Where "ZTempVar" is a temporary variable in Zero Page. If you don't have any space reserved for TempVars in ZP, I highly highly advise reserving about 8 bytes for them.

by on (#38425)
I've been debugging Balloon Fight (JU) lately. As I strongly suspected, it uses 64 bits for each of 9 characters' position and velocity, 16 bits for each coordinate:
8 bits X displacement high
8 bits X displacement low
8 bits X velocity high
8 bits X velocity low
8 bits Y displacement high
8 bits Y displacement low
8 bits Y velocity high
8 bits Y velocity low

by on (#38436)
I'm using seperate routines for updating speed, split into X and Y which can each handle negative numbers but since some entities don't move in both X/Y it makes sense to seperate them.

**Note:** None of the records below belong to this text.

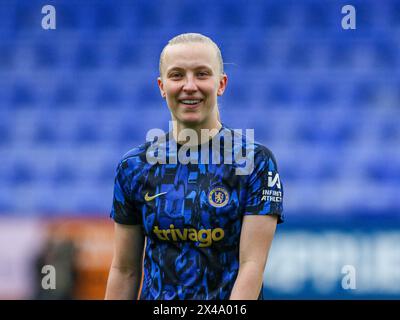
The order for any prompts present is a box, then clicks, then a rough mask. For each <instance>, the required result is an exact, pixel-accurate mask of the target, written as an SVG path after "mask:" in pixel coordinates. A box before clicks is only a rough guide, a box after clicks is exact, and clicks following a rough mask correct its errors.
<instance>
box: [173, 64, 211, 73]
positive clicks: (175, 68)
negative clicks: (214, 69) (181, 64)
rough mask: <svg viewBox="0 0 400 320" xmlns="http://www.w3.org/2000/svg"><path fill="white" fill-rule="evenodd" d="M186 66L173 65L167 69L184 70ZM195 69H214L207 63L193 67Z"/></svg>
mask: <svg viewBox="0 0 400 320" xmlns="http://www.w3.org/2000/svg"><path fill="white" fill-rule="evenodd" d="M184 69H185V68H182V67H178V66H173V67H170V68H169V69H167V73H169V72H171V71H175V70H184ZM193 69H194V70H198V69H207V70H210V71H212V68H211V67H210V66H207V65H200V66H197V67H195V68H193Z"/></svg>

I'm actually using the same speed format (for enemies) as SMW since I could just grab its routine at the same time.

1 bit sign
3 bits integer
4 bits fraction

So everything fits into one byte. For the player I needed more gradual movement so I added an extra byte for some more fraction bits (currently using a 12bit value).

by on (#38439)
Your idea actually sounds very practical, and something like it for my engine would be very great, actually. Currently, my game can only scroll at 8 pixels a frame at max, so I set myself a limit so that no enemy or object can move faster than 8 pixels. Also, this would be bad because a 4x4 pixel object if moving faster than 8 pixels a frame could fly through an object, which is bad if it needs to collide with it. Most objects that it'd need to collide with are at minimum 8 pixels wide, so this is good. The 3 bits integer would still allow me to keep the speed under 8 pixels a frame. Though I'm not going to use that exact format, it may give me some ideas to modify some things.